Surrender. What a “losing” kind of word. White flags. Giving up. Captive in enemy territory.
Someone told me this week that I wasn’t very good at surrendering. I scoffed. “You’ve obviously never seen me play Monopoly…or try to win an argument with my wife…or endeavor to lose 20 pounds. I am nothing if not a surrender-er.” And so I’ve been stewing over this all week. You know, the deep kind of meditating that makes you so mad sometimes you have to push it back for a little while. You know, the kind of contemplation that keeps you up when normal people are sleeping. You know, the kind of inner-evaluation that makes you write something down for the entire world to read. Is surrendering quitting? Is it losing? Is it giving up? Quitting? Who wants to be a quitter? I mean, don’t we tell our kids something like winners never quit and quitters never win? Did your parents ever make you stay in piano lessons or on the soccer team because “you’re not going to be a quitter”? I’m not quite sure if quitting is the right word. Quitting is just walking away. I’m done. That’s all she wrote. The fat lady has sung. I don’t think surrender means quitting. Losing, then? Wait a minute, no! I’ve walked away from plenty of Monopoly games where I wasn’t losing. (I was just bored because that game takes so dang long!) And I’ve lost plenty of battles where surrender would definitely NOT happen. I will never forget the day my grandmother made me eat sauerkraut (she was German—she wanted me to be culturally relevant!). I lost that battle, even though I didn’t surrender. I didn’t give up. But somehow my grandmother got that nasty stuff into my mouth despite my vehement opposition. (She regretted that about 5 seconds later when I threw up all over her kitchen table!) I didn’t surrender, but I did lose. So I don’t think surrender is losing. Giving up? Ahhh, there it is. Surrender is giving over control—giving up—giving in—submitting. And we view this as a bad thing. We surrender to the enemy. We surrender in battle. We surrender our driver’s licenses when we’re pulled over by the police. We learn early on that surrendering is bad—and though losing and quitting don’t quite get it right, they are definitely part of our cultural definition of surrendering.

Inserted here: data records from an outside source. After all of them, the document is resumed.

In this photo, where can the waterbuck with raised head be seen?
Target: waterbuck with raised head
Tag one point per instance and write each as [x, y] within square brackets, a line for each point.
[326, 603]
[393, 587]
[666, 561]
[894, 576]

No wonder we can be so resistant to surrendering to Jesus. I know he’s not my enemy—that he is always for me, not against me. But culturally, surrendering feels like I’m totally giving up my control…mainly it feels that way because…I am—I have to. Any control I have over my own life, my own future is really just an illusion. The reality is I have no control. I have no control over things yet unseen. I have no control to change my past. I have no control over Him.